I have setup an SQS queue where S3 paths are being pushed whenever there is a file upload.
So I have a setup where I'll receive 10s of small csv files and I want to hold them in a SQS queue and trigger the lambda only once when all the files have arrived during a specific time let's say 5 minutes.
Here is my CF code
LambdaFunctionEventSourceMapping:
Type: AWS::Lambda::EventSourceMapping
Properties:
BatchSize: 5000
MaximumBatchingWindowInSeconds: 300
Enabled: true
EventSourceArn: !GetAtt EventQueue.Arn
FunctionName: !GetAtt QueueConsumerLambdaFunction.Arn
EventQueue:
Type: AWS::SQS::Queue
Properties:
QueueName: Event-Queue
DelaySeconds: 10
VisibilityTimeout: 125
ReceiveMessageWaitTimeSeconds: 10
QueueConsumerLambdaFunction:
Type: AWS::Lambda::Function
Properties:
FunctionName: queue-consumer
Runtime: python3.7
Code: ./queue-consumer
Handler: main.lambda_handler
Role: !GetAtt QueueConsumerLambdaExecutionRole.Arn
Timeout: 120
MemorySize: 512
ReservedConcurrentExecutions: 1
The deployment works fine but if I push 3 files to S3 bucket the SQS triggers 3 different lambda functions asynchronously which I don't want. I need one lambda function to contain all messages in the queue as a result of S3 event and process them. Is there something wrong in my SQS configuration?

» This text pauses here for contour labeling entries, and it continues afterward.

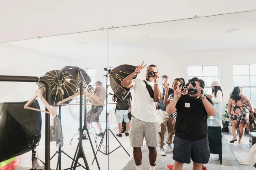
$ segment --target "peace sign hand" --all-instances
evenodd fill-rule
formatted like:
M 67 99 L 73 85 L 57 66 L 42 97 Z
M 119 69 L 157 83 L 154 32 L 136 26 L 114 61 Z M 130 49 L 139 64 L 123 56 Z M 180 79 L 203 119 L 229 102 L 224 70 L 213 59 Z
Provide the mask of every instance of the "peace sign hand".
M 174 98 L 179 99 L 181 96 L 181 90 L 182 89 L 182 85 L 180 87 L 178 86 L 177 89 L 174 92 Z
M 139 74 L 141 72 L 141 70 L 144 68 L 146 66 L 147 64 L 145 64 L 143 66 L 143 64 L 144 64 L 144 61 L 142 62 L 142 64 L 141 64 L 141 65 L 139 65 L 139 66 L 137 66 L 136 67 L 136 69 L 135 70 L 135 72 L 137 73 L 137 74 Z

and trigger the lambda only once when all the files have arrivedno, this is not how SQS and Lambda works. Yes, you may receive messages in a batch, but you don't have control over which batch and which messages. If you need such a grouping, you may use DynamoDB to identify and trigger a lambda on specific updates. (as well you may use Kinesis Analytics, but imho it would be overkill)